MAHŞER
Allah Teâlâ, mahşer gününden söz ederken; “büyük gün,” “bütün insanların, âlemlerin Rabbi huzuruna çıkacağı gün” ifadelerini kullanmaktadır.
O gün, sûr sesini duyanların gözü dehşetle açılacak; o kimseler dört yana dağılmış çekirgeler gibi kabirlerinden fırlayacaklar ve kendilerini çağırana doğru koşacaklar.
İlk insandan son insana kadar herkes bir araya gelecek; o gün yer başka bir şekle büründüğü, dağlar toz gibi savrulduğu, bir çukur, bir tümsek bulunmadığı için; dümdüz, bembeyaz, hiç kimsenin tanıdık bir işarete rastlamadığı bir yerde bütün insanlar toplanacak.
İnsanlar mahşer yerinde, Cenâb-ı Hakk’ın huzuruna,
- yalınayak,
- çıplak,
- ve sünnetsiz olarak çıkacaklar. Kapıldıkları dehşet, korku ve şaşkınlık yüzünden birbirlerine dönüp bakamayacaklar.
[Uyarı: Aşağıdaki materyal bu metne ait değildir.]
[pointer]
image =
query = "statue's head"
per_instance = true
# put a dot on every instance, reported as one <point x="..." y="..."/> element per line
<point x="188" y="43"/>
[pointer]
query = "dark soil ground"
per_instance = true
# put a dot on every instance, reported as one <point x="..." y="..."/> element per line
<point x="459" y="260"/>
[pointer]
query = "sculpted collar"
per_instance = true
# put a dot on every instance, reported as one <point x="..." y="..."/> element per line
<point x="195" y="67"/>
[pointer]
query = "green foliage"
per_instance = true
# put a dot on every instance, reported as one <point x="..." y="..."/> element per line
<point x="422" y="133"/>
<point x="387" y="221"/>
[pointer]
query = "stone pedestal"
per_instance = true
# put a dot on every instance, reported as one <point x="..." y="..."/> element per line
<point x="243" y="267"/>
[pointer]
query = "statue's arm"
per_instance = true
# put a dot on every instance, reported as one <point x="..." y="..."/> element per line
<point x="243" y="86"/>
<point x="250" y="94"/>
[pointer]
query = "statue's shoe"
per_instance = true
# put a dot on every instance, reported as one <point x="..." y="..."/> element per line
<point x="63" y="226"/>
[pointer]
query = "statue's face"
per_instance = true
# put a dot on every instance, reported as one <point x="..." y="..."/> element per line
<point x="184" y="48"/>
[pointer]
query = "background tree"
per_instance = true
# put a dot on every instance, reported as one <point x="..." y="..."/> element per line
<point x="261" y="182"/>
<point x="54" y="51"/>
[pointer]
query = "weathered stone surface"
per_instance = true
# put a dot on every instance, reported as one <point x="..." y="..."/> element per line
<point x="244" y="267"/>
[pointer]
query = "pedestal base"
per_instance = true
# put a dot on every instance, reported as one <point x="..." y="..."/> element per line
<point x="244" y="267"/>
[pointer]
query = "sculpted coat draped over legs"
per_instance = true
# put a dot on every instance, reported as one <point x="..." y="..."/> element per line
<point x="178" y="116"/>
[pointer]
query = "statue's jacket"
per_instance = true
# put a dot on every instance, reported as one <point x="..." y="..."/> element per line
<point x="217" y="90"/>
O dehşetli zamanda güneş insanları yakıp kavuracak, herkes günahı ölçüsünde tere batacak; kimi topuklarına, kimi dizlerine kadar, kimi beline, köprücük kemiklerine kadar, kimi de ağzına ve kulaklarına kadar tere gömülecektir.
Hiçbir gölgenin bulunmadığı o dehşetli günde, Allah Teâlâ bazı kimselere özel ikrâmda bulunacak; onları Arş’ının gölgesinde dinlendirecektir.
Bu bahtiyar insanlar:
- âdil devlet başkanları,
- temiz bir hayat içinde Rabbine kulluk ederek büyüyen gençler,
- kalbi mescidlere bağlı Müslümanlar,
- birbirlerini Allah için seven; buluşmaları da, ayrılmaları da Allah için olan insanlar,
- güzel ve mevki sahibi bir kadının beraber olma isteğine “Ben Allah’tan korkarım” diye yaklaşmayan yiğit adamlar,
- sağ elinin verdiğini sol elinin bilemeyeceği kadar gizli sadaka verenler,
- tenhâda Allah’ı anıp gözyaşı dökenler olacaktır.